Again, I know being a police officer is a difficult and dangerous job, but it is simply unacceptable that people are 25 times more likely to be killed by a police officer than a stranger. It does not have to be this way; police in other developed democracies kill fewer civilians in a decade than ours do in a month.

When the Bureau of Land Management surrounded the Nevada Ranch of Cliven Bundy and threatened to take his cattle off their grazing land, conservatives responded by calling out the anti-government militia and dozens of armed people made their way down to the ranch to stand up against the federal government.

Nevermind the fact that Bundy had refused to pay his lease on the land for more than 20 years, which he ran his cattle on. thus trespassing against a court order. Forget that he hadn’t branded half his herd, which is against Nevada state law, but he also made them free range cattle, meaning the BLM had every right to take them. Bundy was more in violation of law than Gray, Garner, Scott and Rice ever were.

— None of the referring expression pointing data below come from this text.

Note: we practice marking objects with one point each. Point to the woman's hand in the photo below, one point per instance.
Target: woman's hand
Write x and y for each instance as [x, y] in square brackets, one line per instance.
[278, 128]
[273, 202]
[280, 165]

“All Lives Matter” is not an acceptable response to “Black Lives Matter.” All lives are not three times more likely to be killed by an officer and all lives do not feel that they are diminished by their birthright. To respond with “All Lives Matter” is to illigitimize the struggle of black lives. Saying black lives matter does not mean they matter more than others; it is a cry that they matter equally. It does not diminish the value of other lives any more than breast cancer awareness day diminishes the gravity of alzheimer’s disease.